Investment philosophy now: eBay has significant network effects. Almost eight years later, they still occupy a pretty unique niche in the market. PayPal is positioned well to capture significant market share in the mobile payment revolution.
Netflix, Inc. (NASDAQ:NFLX)
Then: I bought Netflix the same day as eBay (September 2005). I sold in December 2005 for a loss of 4%.
Investment philosophy: I really hate driving seven miles to Blockbuster. Those late fees are ridiculous.
Now: Since I bought the Netflix in 2005, the shares have increased over 700%. I look like an idiot. Investment philosophy: Although Netflix is battling headwinds on rising content cost and made a major misstep in the Qwikster debacle, Netflix has first mover advantages in the space and is moving in the right direction by beginning to develop its own content. One major proprietary series can help to neutralize the networks during negotiations. That said, I can’t say I am a buyer at this price/earnings (P/E) ratio.
Apple Inc. (NASDAQ:AAPL)
Then: I bought Apple at $84.48/share in February 2007, before the iPhone came out. Impressed, right? Well, it was pure luck. The stock doubled in eight short months and I sold. I bought again when it dropped back into the $120s.
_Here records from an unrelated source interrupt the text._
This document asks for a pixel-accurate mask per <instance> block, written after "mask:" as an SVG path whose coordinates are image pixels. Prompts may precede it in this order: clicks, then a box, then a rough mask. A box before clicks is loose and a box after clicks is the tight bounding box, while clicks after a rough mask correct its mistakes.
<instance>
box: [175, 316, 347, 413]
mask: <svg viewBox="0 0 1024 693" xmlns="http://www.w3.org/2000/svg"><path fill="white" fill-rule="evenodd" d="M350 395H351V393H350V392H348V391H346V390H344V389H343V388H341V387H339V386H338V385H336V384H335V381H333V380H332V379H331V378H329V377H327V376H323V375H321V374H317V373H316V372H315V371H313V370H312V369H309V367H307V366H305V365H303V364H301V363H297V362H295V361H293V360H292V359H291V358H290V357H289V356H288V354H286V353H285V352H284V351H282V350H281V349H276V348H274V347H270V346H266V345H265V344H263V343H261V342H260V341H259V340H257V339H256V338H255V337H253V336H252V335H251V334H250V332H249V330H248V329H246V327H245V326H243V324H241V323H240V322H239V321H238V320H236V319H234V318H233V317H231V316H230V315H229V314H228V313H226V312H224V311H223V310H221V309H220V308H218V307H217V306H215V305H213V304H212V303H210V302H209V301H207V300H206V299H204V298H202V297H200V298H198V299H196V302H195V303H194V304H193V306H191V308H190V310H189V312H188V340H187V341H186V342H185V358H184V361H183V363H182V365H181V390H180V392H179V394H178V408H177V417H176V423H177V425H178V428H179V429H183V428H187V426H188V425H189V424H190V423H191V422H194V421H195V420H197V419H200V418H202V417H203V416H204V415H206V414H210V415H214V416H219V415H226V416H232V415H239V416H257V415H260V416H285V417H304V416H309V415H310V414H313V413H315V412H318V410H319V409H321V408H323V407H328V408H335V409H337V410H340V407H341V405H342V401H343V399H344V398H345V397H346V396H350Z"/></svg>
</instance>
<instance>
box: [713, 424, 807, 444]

Investment philosophy: I love my iPod and I feel an element of cool with the product. That’s got to be worth something, right?
Now: I’ve bought and sold several times on the way and up and the way down. I’m actually excited about the stock once again with the rumors of the iWatch. Read about that here.
Investment philosophy: Technology companies have been near the top of the market cap before, but rarely has a technology company of this size and prospects traded at a forward P/E of less than 10. Apple still has a few things up its sleeve. The question is whether they can disrupt another market.
That brings me around to the title of this article. The dumbest mistake I’ve made in the market? Not taking the long-term approach at ALL times. If I had adopted a “buy and hold” approach from the beginning, I would have had the following results: >25% gain, >700% gain, >540% gain. If you truly believe that a company will revolutionize the market, buy and hold until they prove you right.
Oh, and those two rules that served Jimmy so well?
1). If a stock doubles, sell half of it. You still have the stock with room to run, but you got your initial investment out. Everything else is gravy.
2). If a stock drops by 20%, sell it. Hardly does a stock recover if it drops more than 20%.
That obviously worked for Jimmy. I have adopted more of a buy and hold approach.
I’ll leave you with some words of wisdom by the Oracle of Omaha (Warren Buffett): ”Our favorite holding period is forever.”